题目大意 ： 从n×m点中选k个点在一条直线上的方案数

• 莫比乌斯反演，把步骤记下来，不然老是忘（我太菜了）

• 横着和竖着的都好算，斜着的可以分为左斜和右斜，枚举这k个点所在线段所在的矩形，对于一个长宽i,j的矩形，对角线上的点数是gcd(i,j)+1,把两端确定，中间选k-2就不会重复，所以可以得到一个n2的式子(假设n<=m)

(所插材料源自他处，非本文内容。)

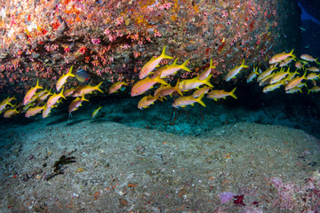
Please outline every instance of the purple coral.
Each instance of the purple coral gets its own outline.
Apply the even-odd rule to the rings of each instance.
[[[220,193],[218,196],[220,199],[222,203],[226,203],[226,202],[233,200],[235,194],[233,194],[232,193]]]

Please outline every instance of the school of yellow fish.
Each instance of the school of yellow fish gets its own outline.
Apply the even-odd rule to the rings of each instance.
[[[148,94],[139,101],[139,109],[148,107],[154,104],[156,100],[163,101],[164,99],[167,99],[165,97],[168,95],[172,98],[173,94],[174,100],[172,106],[174,107],[185,107],[188,105],[194,106],[196,102],[205,106],[202,100],[205,94],[207,99],[212,99],[214,100],[226,99],[228,96],[237,99],[235,95],[236,88],[231,91],[212,90],[213,86],[210,83],[210,79],[212,76],[211,73],[215,68],[212,65],[212,59],[210,61],[209,67],[201,72],[196,77],[183,80],[179,78],[174,86],[170,85],[165,81],[166,77],[175,75],[180,70],[186,72],[191,72],[191,70],[187,67],[188,59],[179,65],[177,63],[178,58],[175,59],[172,64],[158,67],[163,59],[173,59],[173,57],[166,55],[165,49],[166,47],[164,46],[159,57],[152,58],[143,66],[139,74],[140,80],[137,82],[131,90],[132,97],[141,95],[145,92]],[[290,67],[292,61],[295,62],[294,72],[290,71],[290,68],[293,67]],[[307,88],[308,94],[320,91],[320,86],[317,86],[316,82],[316,80],[320,77],[320,74],[317,74],[319,73],[319,68],[316,67],[316,66],[319,65],[317,59],[314,59],[308,54],[302,54],[299,59],[293,54],[292,50],[289,53],[282,52],[274,55],[269,59],[268,64],[269,67],[264,71],[262,71],[259,66],[254,67],[252,72],[251,72],[247,77],[247,83],[251,83],[256,79],[259,85],[263,86],[263,92],[272,91],[282,86],[284,88],[285,93],[302,92],[301,89],[303,87]],[[244,65],[244,59],[240,66],[236,66],[227,74],[225,78],[226,82],[236,78],[243,68],[248,67],[248,66]],[[16,102],[12,104],[12,102],[16,100],[14,97],[8,97],[4,99],[0,104],[0,113],[4,113],[4,118],[11,118],[20,113],[24,113],[26,117],[35,116],[42,113],[42,117],[45,118],[50,114],[51,109],[56,107],[59,103],[62,101],[62,99],[66,99],[66,97],[75,97],[76,99],[71,101],[68,106],[69,116],[71,116],[71,113],[77,110],[84,101],[89,101],[84,98],[85,95],[91,94],[94,91],[103,93],[100,89],[102,82],[96,86],[91,86],[90,84],[79,85],[76,88],[64,91],[64,84],[68,79],[75,77],[72,71],[73,67],[58,80],[56,83],[57,93],[52,94],[51,90],[43,90],[43,87],[39,86],[39,81],[37,80],[36,85],[27,91],[21,103]],[[312,84],[312,88],[308,88],[308,81],[311,82],[311,83],[308,84]],[[152,95],[150,89],[156,83],[160,83],[160,86],[157,87]],[[116,92],[124,85],[127,86],[128,84],[124,82],[114,83],[108,89],[108,93]],[[37,90],[40,91],[37,91]],[[58,93],[60,91],[60,92]],[[192,91],[193,92],[191,93]],[[185,92],[188,92],[188,95],[185,95]],[[101,108],[101,106],[99,106],[99,108],[95,109],[92,117],[96,117]]]

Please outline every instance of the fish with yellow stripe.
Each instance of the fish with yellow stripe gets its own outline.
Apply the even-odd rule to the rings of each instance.
[[[77,110],[79,108],[79,106],[82,106],[83,101],[89,101],[88,99],[84,99],[84,95],[83,95],[81,98],[76,97],[76,99],[71,101],[71,103],[68,106],[69,117],[72,117],[72,114],[71,114],[72,112]]]
[[[236,66],[235,68],[231,69],[226,76],[226,82],[230,81],[232,78],[236,78],[236,75],[241,71],[242,68],[247,68],[248,66],[244,65],[244,59],[243,60],[240,66]]]
[[[159,95],[156,95],[156,97],[152,95],[143,97],[138,103],[138,108],[148,108],[150,105],[154,104],[154,102],[158,99],[158,97]]]
[[[202,99],[204,98],[204,94],[202,94],[198,98],[195,99],[191,96],[182,96],[178,99],[176,99],[172,104],[173,107],[186,107],[188,105],[194,106],[196,102],[201,104],[202,106],[205,106],[205,104],[204,101],[202,101]]]
[[[209,75],[204,80],[199,80],[199,76],[196,76],[196,77],[192,78],[192,79],[183,80],[179,83],[179,89],[181,91],[190,91],[190,90],[193,90],[193,89],[196,89],[196,88],[197,89],[197,88],[199,88],[199,86],[201,86],[203,84],[205,84],[205,85],[210,86],[210,87],[213,87],[212,84],[211,84],[211,83],[210,83],[210,78],[212,76],[212,75]]]
[[[233,89],[231,91],[225,91],[224,90],[220,91],[212,91],[208,93],[207,99],[214,99],[215,101],[218,101],[220,99],[226,99],[228,96],[231,96],[232,98],[237,99],[236,96],[235,95],[236,87]]]
[[[116,92],[118,90],[120,90],[120,88],[121,88],[123,85],[127,86],[128,84],[125,83],[124,82],[118,82],[118,83],[114,83],[114,84],[109,88],[109,90],[108,90],[108,94],[111,94],[111,93],[114,93],[114,92]]]
[[[26,106],[28,103],[31,102],[32,97],[36,94],[37,89],[43,89],[43,87],[39,86],[39,79],[36,80],[36,85],[32,87],[30,90],[27,91],[26,96],[23,99],[23,105]]]
[[[199,75],[199,80],[204,80],[207,78],[212,69],[214,69],[215,67],[213,66],[212,59],[210,60],[210,66],[208,68],[206,68],[204,72],[200,73]]]
[[[183,96],[181,91],[179,89],[180,79],[178,79],[174,87],[171,85],[164,86],[162,84],[158,89],[156,90],[154,96],[165,97],[167,95],[172,96],[172,92],[177,91],[180,96]]]
[[[159,65],[162,59],[171,59],[173,57],[165,54],[165,46],[161,53],[161,55],[157,58],[153,58],[149,61],[148,61],[141,68],[140,72],[139,73],[139,78],[143,79],[149,75],[157,65]]]
[[[191,70],[187,67],[189,59],[186,60],[183,64],[180,65],[177,64],[177,60],[178,58],[174,60],[173,64],[162,67],[155,72],[155,75],[160,75],[160,77],[164,78],[165,76],[177,73],[180,69],[183,69],[187,72],[191,72]]]
[[[285,91],[289,91],[290,89],[292,89],[293,87],[297,86],[302,80],[307,79],[307,71],[304,73],[304,75],[300,77],[296,77],[291,80],[284,87]]]
[[[35,106],[35,107],[31,107],[29,109],[27,110],[25,116],[29,118],[31,116],[35,116],[36,114],[40,113],[41,111],[43,111],[44,108],[46,107],[46,106]]]
[[[61,87],[63,86],[63,84],[65,84],[68,77],[75,77],[75,75],[72,74],[72,69],[73,69],[73,66],[71,66],[69,71],[67,74],[63,74],[62,76],[59,78],[56,83],[57,91],[59,91],[61,89]]]
[[[156,75],[156,77],[146,77],[139,82],[137,82],[131,91],[131,96],[138,96],[145,91],[148,91],[155,85],[156,83],[160,83],[164,85],[168,85],[168,83],[164,80],[160,78],[160,75]]]
[[[77,88],[76,88],[76,90],[74,91],[72,96],[73,97],[79,97],[79,96],[83,96],[83,95],[86,95],[89,93],[92,93],[94,91],[99,91],[100,92],[103,91],[100,89],[100,85],[102,84],[103,82],[101,82],[100,83],[99,83],[98,85],[95,86],[91,86],[90,84],[88,85],[83,85],[83,86],[78,86]]]
[[[293,59],[297,58],[295,55],[293,55],[293,51],[291,51],[289,53],[285,53],[284,51],[282,53],[278,53],[274,55],[273,57],[271,57],[271,59],[269,59],[269,64],[276,64],[278,63],[280,61],[284,60],[285,59],[287,59],[288,57],[292,57]]]
[[[20,111],[21,110],[17,111],[17,107],[15,107],[14,109],[8,109],[4,112],[4,118],[12,118],[14,115],[19,114]]]

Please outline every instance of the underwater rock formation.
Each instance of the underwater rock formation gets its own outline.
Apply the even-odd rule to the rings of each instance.
[[[244,59],[252,65],[276,51],[299,51],[299,15],[291,0],[4,2],[0,91],[22,94],[37,78],[54,88],[71,65],[88,71],[94,83],[103,80],[102,88],[132,84],[164,45],[179,63],[190,59],[193,72],[183,77],[212,59],[212,81],[220,83]]]
[[[315,17],[316,20],[320,20],[320,2],[317,0],[299,0],[299,4],[303,7],[303,9],[309,13],[311,16]]]

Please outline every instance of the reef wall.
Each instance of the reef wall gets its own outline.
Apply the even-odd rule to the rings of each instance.
[[[303,7],[303,9],[315,17],[316,20],[320,20],[320,2],[317,0],[299,0],[299,4]]]
[[[191,77],[216,66],[213,83],[244,59],[264,61],[276,51],[299,51],[300,12],[292,0],[2,1],[0,91],[24,93],[84,68],[109,87],[132,84],[141,67],[164,45]],[[172,61],[164,61],[164,63]],[[169,82],[172,80],[169,79]],[[74,78],[67,88],[76,86]]]

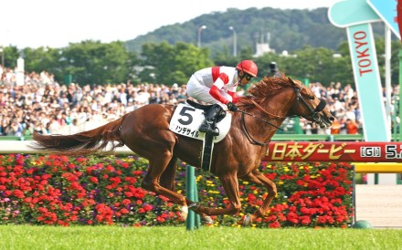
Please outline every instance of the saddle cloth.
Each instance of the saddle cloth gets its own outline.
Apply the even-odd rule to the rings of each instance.
[[[169,130],[183,136],[204,141],[206,133],[198,131],[205,120],[204,110],[196,109],[187,103],[180,103],[170,121]],[[213,142],[222,141],[229,131],[232,114],[227,112],[226,117],[217,124],[219,135],[214,136]]]

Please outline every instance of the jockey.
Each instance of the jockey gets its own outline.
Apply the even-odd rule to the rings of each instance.
[[[204,113],[206,120],[199,128],[201,132],[215,136],[219,134],[216,130],[216,123],[226,115],[222,107],[237,111],[236,103],[239,99],[236,95],[238,85],[246,85],[252,78],[257,77],[257,65],[252,60],[243,60],[236,68],[216,66],[193,74],[186,87],[188,96],[206,104],[213,104]]]

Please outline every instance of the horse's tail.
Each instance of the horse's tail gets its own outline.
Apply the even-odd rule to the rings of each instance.
[[[97,129],[71,135],[41,135],[36,132],[33,136],[36,141],[30,147],[65,155],[97,153],[108,146],[107,151],[113,151],[116,147],[124,145],[120,136],[120,126],[126,115]]]

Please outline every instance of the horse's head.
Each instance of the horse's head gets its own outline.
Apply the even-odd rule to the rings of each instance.
[[[330,127],[334,118],[326,107],[323,99],[320,99],[308,87],[300,81],[288,78],[296,93],[296,101],[289,110],[289,116],[300,116],[317,123],[321,128]]]

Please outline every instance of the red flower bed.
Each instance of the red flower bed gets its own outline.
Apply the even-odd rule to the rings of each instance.
[[[140,187],[147,161],[136,156],[0,155],[0,224],[175,225],[179,207]],[[261,172],[278,187],[270,213],[257,227],[346,227],[353,216],[352,173],[347,163],[268,163]],[[176,189],[185,193],[185,163]],[[217,177],[196,170],[201,203],[228,201]],[[243,211],[216,216],[217,225],[237,225],[267,195],[263,187],[239,182]]]

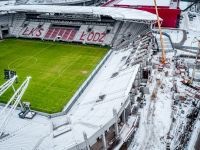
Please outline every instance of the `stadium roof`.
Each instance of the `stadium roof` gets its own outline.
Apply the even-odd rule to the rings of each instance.
[[[170,6],[171,0],[157,0],[158,6]],[[131,5],[131,6],[154,6],[153,0],[122,0],[118,5]]]
[[[156,15],[127,8],[94,7],[94,6],[54,6],[54,5],[15,5],[0,7],[0,12],[38,12],[38,13],[70,13],[70,14],[94,14],[110,16],[115,20],[145,20],[155,21]]]
[[[77,144],[84,144],[84,132],[90,141],[95,143],[102,134],[101,130],[108,130],[114,124],[113,109],[120,112],[124,109],[122,106],[129,101],[129,92],[140,68],[139,64],[126,64],[131,52],[132,48],[126,51],[110,51],[108,60],[67,115],[51,119],[36,115],[33,120],[26,120],[20,119],[19,111],[15,111],[6,127],[6,132],[11,136],[0,142],[0,149],[70,149]],[[122,60],[125,57],[126,59]],[[113,76],[116,71],[118,74]],[[104,98],[100,100],[103,95]],[[52,131],[52,123],[59,126],[67,118],[70,124]],[[59,133],[59,136],[53,138],[53,135]]]

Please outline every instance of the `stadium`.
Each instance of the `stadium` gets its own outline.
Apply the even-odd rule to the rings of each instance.
[[[148,87],[151,74],[163,69],[156,27],[179,21],[179,1],[167,2],[160,12],[171,18],[125,0],[0,6],[0,149],[127,149],[145,94],[157,90]],[[171,57],[172,40],[163,36]]]

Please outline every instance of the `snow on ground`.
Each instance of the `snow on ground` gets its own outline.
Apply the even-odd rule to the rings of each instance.
[[[168,53],[172,58],[173,52]],[[158,63],[158,57],[154,57]],[[161,150],[166,149],[165,138],[171,125],[171,87],[172,83],[172,65],[169,76],[166,77],[163,72],[153,70],[152,82],[148,83],[150,93],[157,87],[156,78],[160,78],[161,85],[158,86],[157,98],[152,100],[151,94],[145,95],[146,106],[141,110],[141,121],[139,129],[129,149],[134,150]],[[161,87],[162,86],[162,87]]]
[[[5,0],[5,1],[0,1],[0,6],[5,6],[5,5],[14,5],[15,0]]]
[[[163,32],[169,34],[173,43],[179,43],[183,39],[183,31],[163,29]]]
[[[193,14],[196,17],[193,17],[193,20],[190,20],[188,15]],[[195,12],[184,12],[182,13],[183,20],[181,21],[180,28],[188,32],[187,40],[184,43],[184,46],[198,47],[198,42],[196,42],[195,37],[200,39],[200,14]]]

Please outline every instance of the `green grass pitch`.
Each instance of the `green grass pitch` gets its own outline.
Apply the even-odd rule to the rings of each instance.
[[[101,61],[108,48],[58,42],[7,39],[0,42],[0,84],[4,69],[17,71],[20,86],[31,76],[23,101],[47,113],[59,112]],[[10,88],[0,97],[6,103],[13,95]]]

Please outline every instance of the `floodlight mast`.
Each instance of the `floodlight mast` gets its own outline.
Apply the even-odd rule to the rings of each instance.
[[[159,32],[160,32],[160,43],[161,43],[161,48],[162,48],[161,63],[165,64],[166,63],[166,54],[165,54],[165,48],[164,48],[164,43],[163,43],[162,30],[161,30],[161,24],[160,24],[160,18],[159,18],[159,14],[158,14],[158,7],[157,7],[156,0],[154,0],[154,5],[155,5],[155,10],[156,10],[158,29],[159,29]]]

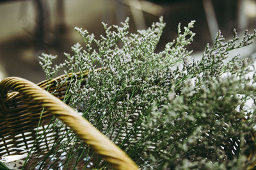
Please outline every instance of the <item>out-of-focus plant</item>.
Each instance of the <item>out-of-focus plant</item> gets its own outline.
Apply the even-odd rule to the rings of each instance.
[[[67,59],[59,65],[52,66],[56,56],[40,57],[47,79],[60,70],[74,73],[64,100],[141,169],[244,169],[252,165],[256,79],[248,78],[248,73],[255,71],[251,61],[238,56],[224,61],[230,50],[251,44],[256,31],[246,31],[239,40],[234,30],[229,41],[220,31],[202,58],[191,61],[192,51],[186,47],[195,36],[191,31],[194,21],[182,31],[179,25],[176,40],[157,52],[165,25],[163,18],[136,33],[129,33],[128,20],[113,29],[103,23],[106,35],[100,40],[76,27],[84,47],[74,45],[74,54],[65,53]],[[97,68],[102,69],[95,71]],[[85,79],[74,73],[87,71]],[[223,78],[223,74],[228,75]],[[244,107],[248,101],[253,102],[250,109]],[[68,137],[69,143],[79,141],[74,134]]]

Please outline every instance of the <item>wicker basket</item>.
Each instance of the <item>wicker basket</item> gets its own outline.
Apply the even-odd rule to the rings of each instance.
[[[85,78],[87,74],[77,73],[77,75]],[[138,169],[136,164],[122,150],[61,100],[68,90],[72,76],[71,74],[62,75],[37,85],[19,77],[6,78],[0,82],[1,158],[8,155],[27,155],[28,151],[35,144],[37,147],[34,152],[42,154],[49,151],[54,142],[52,139],[58,137],[61,133],[51,132],[47,133],[47,135],[44,134],[41,137],[43,140],[40,140],[40,143],[36,143],[38,140],[36,134],[42,134],[54,115],[67,125],[62,131],[71,128],[100,158],[109,162],[112,167]],[[60,86],[56,86],[56,83],[63,79],[65,79],[66,83]],[[41,123],[40,128],[39,121]],[[24,160],[25,157],[21,158]],[[79,169],[80,163],[76,162],[76,169]],[[23,162],[20,162],[20,165],[22,164]]]

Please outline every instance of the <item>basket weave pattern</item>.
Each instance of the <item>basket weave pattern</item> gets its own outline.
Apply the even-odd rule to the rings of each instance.
[[[87,74],[77,75],[86,77]],[[60,100],[65,97],[72,76],[71,74],[68,77],[60,76],[37,86],[18,77],[9,77],[0,82],[0,156],[20,155],[30,150],[35,141],[37,141],[35,134],[38,121],[42,123],[40,130],[43,132],[55,115],[113,167],[138,169],[138,166],[123,151]],[[67,78],[65,84],[56,86],[56,83],[64,78]],[[8,93],[10,91],[14,91]],[[53,140],[49,139],[58,135],[54,132],[49,132],[52,136],[44,136],[44,142],[38,144],[38,153],[49,151],[48,146],[53,143]]]

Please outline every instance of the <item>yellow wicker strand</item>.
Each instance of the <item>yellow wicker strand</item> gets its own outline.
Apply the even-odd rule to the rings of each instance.
[[[22,78],[8,77],[0,82],[1,99],[6,97],[9,90],[18,91],[51,111],[97,153],[103,156],[113,167],[116,169],[138,169],[137,165],[121,149],[86,120],[60,99],[35,84]]]

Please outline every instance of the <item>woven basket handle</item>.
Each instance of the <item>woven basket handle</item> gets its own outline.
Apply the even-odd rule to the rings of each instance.
[[[8,77],[0,82],[0,97],[10,90],[18,91],[40,104],[77,134],[84,143],[116,169],[138,169],[136,164],[120,148],[71,107],[35,84],[22,78]]]

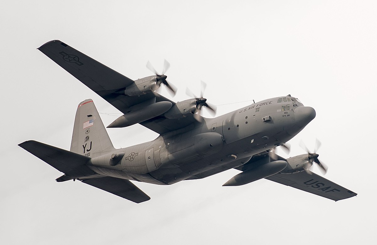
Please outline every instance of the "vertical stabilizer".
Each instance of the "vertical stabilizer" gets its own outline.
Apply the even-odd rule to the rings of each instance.
[[[70,151],[91,157],[94,152],[114,149],[93,100],[83,101],[76,113]]]

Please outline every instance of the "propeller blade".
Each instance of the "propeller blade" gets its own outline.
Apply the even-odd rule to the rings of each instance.
[[[164,68],[162,69],[162,74],[164,74],[170,67],[170,63],[166,59],[164,60]]]
[[[314,148],[314,152],[316,152],[318,150],[319,148],[321,147],[321,142],[318,140],[318,139],[316,139],[316,146]]]
[[[322,173],[324,175],[326,174],[327,172],[327,170],[328,169],[327,166],[323,164],[323,163],[321,163],[319,161],[318,158],[317,158],[314,160],[314,162],[318,164],[318,166],[319,167],[319,169],[322,172]]]
[[[273,161],[277,161],[279,159],[279,156],[275,153],[275,149],[273,148],[268,152],[268,156]]]
[[[307,173],[308,174],[310,174],[311,175],[312,175],[312,174],[313,174],[313,172],[309,170],[309,169],[305,169],[305,172],[307,172]]]
[[[169,91],[169,93],[170,93],[170,95],[174,97],[175,95],[175,94],[177,93],[177,88],[175,87],[175,86],[171,84],[169,84],[166,80],[165,80],[162,82],[162,83],[166,85],[166,87],[169,89],[168,91]]]
[[[203,104],[203,105],[210,110],[211,114],[212,116],[215,116],[216,114],[216,110],[217,110],[216,107],[212,105],[210,105],[207,102]]]
[[[205,90],[205,88],[207,87],[207,84],[202,81],[200,81],[200,84],[201,87],[200,89],[200,97],[202,97]]]
[[[187,94],[187,96],[192,98],[196,97],[196,96],[194,94],[194,93],[193,93],[191,90],[188,89],[188,88],[186,88],[186,94]]]
[[[158,74],[158,73],[157,72],[157,71],[156,70],[156,69],[153,67],[153,66],[152,65],[152,64],[150,63],[149,61],[148,61],[148,62],[147,62],[147,68],[148,68],[148,70],[156,75]]]
[[[280,146],[282,146],[283,150],[287,154],[289,154],[291,152],[291,146],[289,144],[285,143],[281,145]]]
[[[309,151],[309,149],[308,149],[308,148],[306,147],[306,146],[305,145],[305,144],[304,144],[302,140],[300,141],[300,146],[301,148],[302,148],[303,149],[305,150],[305,151],[306,151],[307,153],[310,153],[310,152]]]
[[[201,122],[203,120],[203,117],[200,115],[200,109],[198,109],[197,113],[194,113],[194,118],[199,122]]]

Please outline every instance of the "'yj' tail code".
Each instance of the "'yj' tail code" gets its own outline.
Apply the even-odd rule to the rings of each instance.
[[[93,100],[83,101],[76,113],[70,151],[90,157],[93,152],[114,149]]]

\[ans=n\binom{m}{k}+m\binom{n}{k}+2\sum_{i=1}^{n}\sum_{i=1}^{m}\binom{\gcd(i,j)-1}{k-2}(n-i)(m-j) \]

• 对后面的两个求和的那个式子进行莫比乌斯反演

\[\begin{align*} ans'&=\sum_{i=1}^{n}\sum_{j=1}^{m}\binom{\gcd(i,j)-1}{k-2}(n-i)(m-j) \\&= \sum_{p=1}^{n}\binom{p-1}{k-2}\sum_{i=1}^{n}\sum_{j=1}^{m}[\gcd(i,j)=p](n-i)(m-j) \\&= \sum_{p=1}^{n}\binom{p-1}{k-2}\sum_{i=1}^{\left \lfloor \frac{n}{p} \right \rfloor}\sum_{j=1}^{\left \lfloor \frac{m}{p} \right \rfloor}[\gcd(i,j)=1](n-pi)(m-pj) \\&= \sum_{p=1}^{n}\binom{p-1}{k-2}\sum_{i=1}^{\left \lfloor \frac{n}{p} \right \rfloor}\sum_{j=1}^{\left \lfloor \frac{m}{p} \right \rfloor}\sum_{d|\gcd(i,j)}\mu (d)(n-pi)(m-pj) \\&= \sum_{p=1}^{n}\binom{p-1}{k-2}\sum_{d=1}^{\left \lfloor \frac{n}{p} \right \rfloor}\mu (d)\sum_{d|i}^{\left \lfloor \frac{n}{p} \right \rfloor}\sum_{d|j}^{\left \lfloor \frac{m}{p} \right \rfloor}(n-pi)(m-pj) \\&= \sum_{p=1}^{n}\binom{p-1}{k-2}\sum_{d=1}^{\left \lfloor \frac{n}{p} \right \rfloor}\mu (d)\sum_{i=1}^{\left \lfloor \frac{n}{pd} \right \rfloor}(n-pdi)\sum_{j=1}^{\left \lfloor \frac{m}{pd} \right \rfloor}(m-pdj) \end{align*}\]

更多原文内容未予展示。